Most of them dead, the rest of them dying;

And that’s how the High Command

Took my daddy from me.

But that was “just” one company. 22,000 dead is very close to the total of IDF combat deaths in all its wars – and it is the number of one British regiment’s losses in four years. A regiment contains, give or take, a thousand men; The Royal Fusiliers lost their full compartment some 22 times. And for every dead soldier, there were several who were wounded and invalided.

A private memorial to the WWI dead, in an inner courtyard. (Photo: Yossi Gurvitz)
A private memorial to the WWI dead, in an inner courtyard. (Photo: Yossi Gurvitz)
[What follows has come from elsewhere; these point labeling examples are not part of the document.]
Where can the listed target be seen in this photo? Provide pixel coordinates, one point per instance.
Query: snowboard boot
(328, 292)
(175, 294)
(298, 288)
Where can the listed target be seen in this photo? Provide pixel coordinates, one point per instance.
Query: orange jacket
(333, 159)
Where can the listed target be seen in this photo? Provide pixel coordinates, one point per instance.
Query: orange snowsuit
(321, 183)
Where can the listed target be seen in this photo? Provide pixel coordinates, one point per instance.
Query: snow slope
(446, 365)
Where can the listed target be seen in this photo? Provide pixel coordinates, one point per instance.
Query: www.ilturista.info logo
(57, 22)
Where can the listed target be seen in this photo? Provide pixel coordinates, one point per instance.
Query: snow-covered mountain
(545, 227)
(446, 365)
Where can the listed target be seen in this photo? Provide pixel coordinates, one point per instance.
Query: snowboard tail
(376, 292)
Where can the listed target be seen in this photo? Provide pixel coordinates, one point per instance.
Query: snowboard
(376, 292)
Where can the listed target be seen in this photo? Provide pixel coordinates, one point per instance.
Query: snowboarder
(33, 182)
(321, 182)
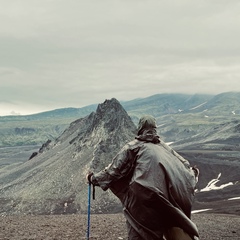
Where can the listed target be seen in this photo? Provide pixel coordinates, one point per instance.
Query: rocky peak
(53, 181)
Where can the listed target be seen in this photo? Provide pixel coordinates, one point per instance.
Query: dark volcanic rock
(54, 181)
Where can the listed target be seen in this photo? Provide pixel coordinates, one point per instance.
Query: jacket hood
(149, 135)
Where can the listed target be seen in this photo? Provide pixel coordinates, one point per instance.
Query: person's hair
(146, 122)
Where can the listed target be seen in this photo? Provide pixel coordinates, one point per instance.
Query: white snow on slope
(201, 210)
(197, 106)
(212, 185)
(236, 198)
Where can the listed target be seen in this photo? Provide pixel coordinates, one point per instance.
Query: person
(154, 184)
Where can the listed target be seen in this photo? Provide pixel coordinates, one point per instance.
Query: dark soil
(104, 227)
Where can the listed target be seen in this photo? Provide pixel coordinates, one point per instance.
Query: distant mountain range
(179, 116)
(202, 128)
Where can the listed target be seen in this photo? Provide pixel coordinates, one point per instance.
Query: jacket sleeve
(120, 167)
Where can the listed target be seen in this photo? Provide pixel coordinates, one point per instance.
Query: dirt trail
(104, 227)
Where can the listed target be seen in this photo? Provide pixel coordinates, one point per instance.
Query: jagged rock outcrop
(53, 181)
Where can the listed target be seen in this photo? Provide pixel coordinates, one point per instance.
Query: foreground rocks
(104, 227)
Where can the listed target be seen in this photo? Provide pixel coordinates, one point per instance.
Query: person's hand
(88, 177)
(196, 172)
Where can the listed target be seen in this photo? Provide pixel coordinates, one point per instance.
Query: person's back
(155, 185)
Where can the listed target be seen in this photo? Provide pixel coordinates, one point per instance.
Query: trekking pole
(89, 210)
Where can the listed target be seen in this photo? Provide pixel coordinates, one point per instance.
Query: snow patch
(212, 185)
(236, 198)
(201, 210)
(198, 106)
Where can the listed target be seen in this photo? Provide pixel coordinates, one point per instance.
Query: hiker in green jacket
(155, 185)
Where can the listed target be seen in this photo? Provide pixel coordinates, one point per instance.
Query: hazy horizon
(57, 54)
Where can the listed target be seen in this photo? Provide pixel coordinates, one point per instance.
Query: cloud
(57, 53)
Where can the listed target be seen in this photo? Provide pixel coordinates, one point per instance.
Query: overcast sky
(73, 53)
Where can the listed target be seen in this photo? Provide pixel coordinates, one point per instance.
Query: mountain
(202, 128)
(53, 181)
(38, 128)
(179, 116)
This is the official monument; there are also private ones, like the one above, erected by a London insurance firm to honor its dead employees. The official one still clings to the “ardor to desperate glory,” mentioned by Owen as precursor to “The old Lie: dulce et decorum est pro patria mori” (“it is sweet and proper to die for one’s country.”). The private monument has none of this. We have a slumped soldier, more asleep than dead, surrounded and defended by angels. The war, and its memory, emerge from many other fragments of British cultural memory. You don’t need Roger Waters’ angry defiance for it – you find it also in that Beatles paean to suburban life, Penny Lane:

Behind the shelter in the middle of the roundabout,

The pretty nurse is selling poppies from the tray

And though she feels she’s in a play

She is anyway.

Events, particularly traumatic ones like a world war, stay in public memory  – but that memory changes, blurs, fits itself for the needs of the people who remember; it then recedes into its own limited corner, and then fades away, no longer a part of life but the province of historians and antiquarians. Which is as it should be: The dead should have no possession of the living. Traumas should pass on or be repressed, or they leave us with no breathing space. The fact that an event like WWI left such an indelible mark on Britain, 93 years after it ended, should not surprise; It is the claim that somehow, the most documented and researched genocide in history, whose perpetrators have condemned themselves, that it in particular would fade away into myth – this is the claim we should be incredulous of.

Yet for some reason, this claim is very common, almost a truism, in Israeli society. Why? This is not, unfortunately, a question for historians, but rather for those dealing in national psychosis.